“Cities have the capability of providing something for everybody, only because, and only when, they are created by everybody.” – Jane Jacobs
It’s National Community Planning Month! Join the City of Tulsa Planning Department and Tulsa Foundation for Architecture as we discover downtown through the eyes of Jane Jacobs, an urban activist from the 1960s who took a critical look about how cities function, evolve, and fail in her book The Death and Life of Great American Cities.
Who is Jane Jacobs?
Jane Jacobs was an urbanist and activist whose writings critiqued city planning and presented a community-based approach to city building. She had no formal training as a planner, but her 1961 book, The Death and Life of Great American Cities, introduced ground-breaking ideas about how cities function, evolve and fail. Many believe she was an amateur, but she brought fresh ideas still used by planners today.
Jacobs saw cities as integrated systems that had their own logic and dynamism which would change over time according to how they were used. She wrote about sidewalks, parks, retail design and self-organization. She promoted higher density in cities, short blocks, local economies and mixed uses. Jacobs helped derail the car-centered approach to urban planning in both New York and Toronto, invigorating neighborhood activism by helping stop the expansion of expressways and roads. She lived in Greenwich Village for decades, then moved to Toronto in the late 1960s where she continued her work and writing until her death in April 2006.

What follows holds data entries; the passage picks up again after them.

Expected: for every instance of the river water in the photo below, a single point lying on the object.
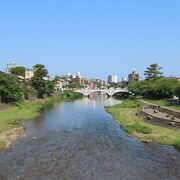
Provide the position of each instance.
(78, 140)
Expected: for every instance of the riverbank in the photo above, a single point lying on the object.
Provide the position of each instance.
(162, 102)
(11, 118)
(125, 114)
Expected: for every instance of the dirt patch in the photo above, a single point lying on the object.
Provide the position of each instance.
(4, 106)
(11, 136)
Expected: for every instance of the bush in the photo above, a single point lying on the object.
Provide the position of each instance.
(10, 90)
(129, 104)
(177, 144)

The first Jane Jacobs Walk was conducted in May 2007 in Toronto by friends and colleagues of Jane Jacobs. Since then the program has expanded with anniversary walks on her birthday discussing planning and public spaces in cities world-wide.
Where is the tour?
We will look at the buildings and public spaces that make downtown Tulsa and explore the impact history, preservation, transportation, and urban renewal has had. Starting at Topeca we will walk discussing the evolution of Tulsa’s streets, buildings, and public spaces as we walk to Guthrie Green. We will discuss what makes these places successful or not? What changes could be made to make spaces more engaging? We each have our own ideas of what places are vibrant, appealing places… we return often to these places!
After the tour, enjoy Eat Street Tulsa at the Blue Dome District!